Kembali maraknya serangan yang dilakukan kelompok perlawanan Palestina di dekat pagar pemisah Jalur Gaza menimbulkan kekhawatiran mendalam di kalangan militer Israel.
Hal ini dianggap sebagai potensi ancaman eskalasi baru dari Hamas, menyusul rentetan peristiwa yang menelan korban di pihak militer Israel.
Brigadir Jenderal Purnawirawan Elias Hanna, pakar militer Lebanon, menyebut bahwa trauma peristiwa 7 Oktober 2023 masih membayangi pikiran strategis Israel hingga kini.
Dalam wawancaranya dengan Al Jazeera, Hanna menekankan pentingnya wilayah zona penyangga di dalam Jalur Gaza bagi Israel, baik untuk kepentingan keamanan maupun tekanan psikologis terhadap kelompok perlawanan.
“Zona itu memberi rasa aman bagi permukiman di sekitar Gaza dan mendorong kembalinya warga yang mengungsi. Di sisi lain, itu juga menjadi alat tekanan terhadap Hamas dengan merebut sebagian wilayah Gaza,” kata Hanna.
Kepala Staf Militer Israel, Eyal Zamir, baru-baru ini mengisyaratkan kemungkinan perluasan operasi militer jika tidak ada kemajuan berarti dalam upaya pembebasan para sandera.
“Kami akan terus menekan dan mempersempit ruang gerak Hamas sebisa mungkin,” ujarnya.
Peringatan tersebut disampaikan setelah insiden keamanan serius di Gaza yang menewaskan seorang tentara dan melukai sedikitnya 7 lainnya.

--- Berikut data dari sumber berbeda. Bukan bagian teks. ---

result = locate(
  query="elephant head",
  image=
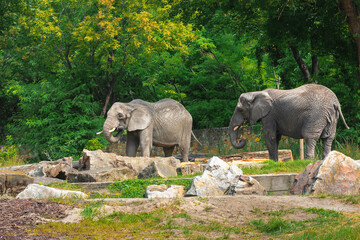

Media Israel melaporkan bahwa kejadian itu melibatkan brigade artileri dan Divisi 36, serta diwarnai oleh rentetan ledakan dan serangan sniper.
Menurut laporan, peristiwa di wilayah utara Gaza itu melibatkan tembakan penembak jitu dan peluncuran rudal antitank ke arah pasukan Israel, sehingga memicu serangan udara intensif untuk mengevakuasi tentara yang terluka.
Bagi Elias Hanna, kemampuan kelompok perlawanan untuk melancarkan serangan di dekat pagar pemisah menunjukkan bahwa mereka memiliki jalur aman—kemungkinan besar melalui terowongan bawah tanah—yang hingga kini belum berhasil dideteksi atau dihancurkan oleh militer Israel.
Hanna juga menyoroti operasi yang terjadi di daerah Beit Hanoun sebelum dimulainya gencatan senjata dan pertukaran tawanan, yang menyebabkan tewasnya 12 tentara Israel. Ia menyebut serangan itu sebagai bukti nyata efektivitas taktik perlawanan.
“Militer Israel menerapkan strategi penghancuran sistematis, memotong wilayah Gaza, dan membangun jalan-jalan militer untuk mengubah lanskap medan tempur,” ungkapnya.
Di sisi lain, Hamas dan faksi perlawanan lainnya justru memperbarui kekuatan mereka dengan merekrut pejuang baru dan mengadopsi taktik perang gerilya.
Termasuk penembakan jarak jauh, penyergapan, dan peledakan ranjau terhadap pasukan serta kendaraan tempur Israel.
Menurut Hanna, dalam strategi perang, pasukan disiapkan menghadapi skenario terburuk dengan harapan menghadapi kenyataan yang lebih baik.
Namun dalam konteks Gaza, ia menilai bahwa Israel tidak mampu mempertahankan kendali wilayah secara berkelanjutan.
“Perlawanan memiliki kemampuan untuk memantau pergerakan militer Israel dan menyerang saat momen tepat tiba. Mereka juga memiliki strategi evakuasi dan jalur aman untuk mundur,” ujarnya.
Laporan media Israel Walla menambahkan bahwa militer Israel telah memperkuat posisi pertahanannya di zona penyangga.
Sumber militer menyebutkan bahwa mereka mewaspadai serangan mendadak dari Hamas dalam bentuk operasi penembakan terarah, penyergapan, maupun serangan gabungan lainnya. Semua mengindikasikan perubahan pola ke arah perang gerilya.